Fine Tuning for Vision models

I am trying to fine tune a gpt4o based model with Vision. I prepared my images (around 1000, 1.5GB) and I updated the to the File Storage. I then built my example messages. I am getting an error message when uploading my .jsonl file:

The job failed due to an invalid training file. Invalid file format. Line 1, message 3: Input tag ‘image_file’ found using ‘type’ does not match any of the expected tags: ‘image_url’, ‘text’

Can the model no be fine-tuned using images from the file store? base64 encoding is not really suitable for my many images use-case and making them available to public urls is also a bit complicated as of now.

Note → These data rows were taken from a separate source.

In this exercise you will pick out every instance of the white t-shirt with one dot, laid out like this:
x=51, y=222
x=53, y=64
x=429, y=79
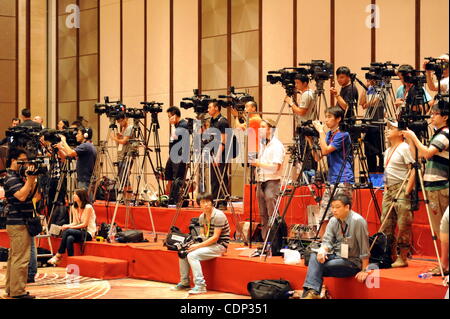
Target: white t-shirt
x=272, y=153
x=306, y=102
x=397, y=168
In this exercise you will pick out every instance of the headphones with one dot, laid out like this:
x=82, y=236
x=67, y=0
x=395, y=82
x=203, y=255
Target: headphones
x=87, y=133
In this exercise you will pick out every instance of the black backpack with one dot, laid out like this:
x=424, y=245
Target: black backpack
x=381, y=253
x=269, y=289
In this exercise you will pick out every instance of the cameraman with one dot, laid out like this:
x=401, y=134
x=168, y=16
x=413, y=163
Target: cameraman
x=215, y=232
x=122, y=139
x=433, y=85
x=374, y=138
x=85, y=153
x=305, y=111
x=221, y=124
x=175, y=167
x=347, y=99
x=19, y=192
x=337, y=147
x=436, y=169
x=406, y=92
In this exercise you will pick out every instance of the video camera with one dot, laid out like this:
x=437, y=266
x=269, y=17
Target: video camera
x=236, y=100
x=54, y=136
x=307, y=129
x=320, y=70
x=152, y=107
x=199, y=102
x=287, y=77
x=437, y=65
x=111, y=108
x=40, y=168
x=378, y=71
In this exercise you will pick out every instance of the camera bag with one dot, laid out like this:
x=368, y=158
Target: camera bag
x=269, y=289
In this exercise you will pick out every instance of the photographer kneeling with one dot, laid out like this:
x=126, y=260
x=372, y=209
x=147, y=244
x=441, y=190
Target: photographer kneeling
x=215, y=232
x=19, y=193
x=344, y=251
x=82, y=228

Uploaded image files in storage by ID is only a vision option for the Assistants API.

Fabricating your own type of JSON will not work.

https://platform.openai.com/docs/guides/fine-tuning#vision

Images can be provided either as HTTP URLs or data URLs containing base64 encoded images.

You can prepare your images by downsizing them so the shorter dimension is maximum 768 pixels, or for detail:low, downsize so the largest dimension is 512 pixels or below, along with the optimum compressed file format for the type for the sake of transmission (or you might use double-size jpg if pixel-level color is important). This is the same as is done server-side when sending at inference time, and will make your file upload smaller.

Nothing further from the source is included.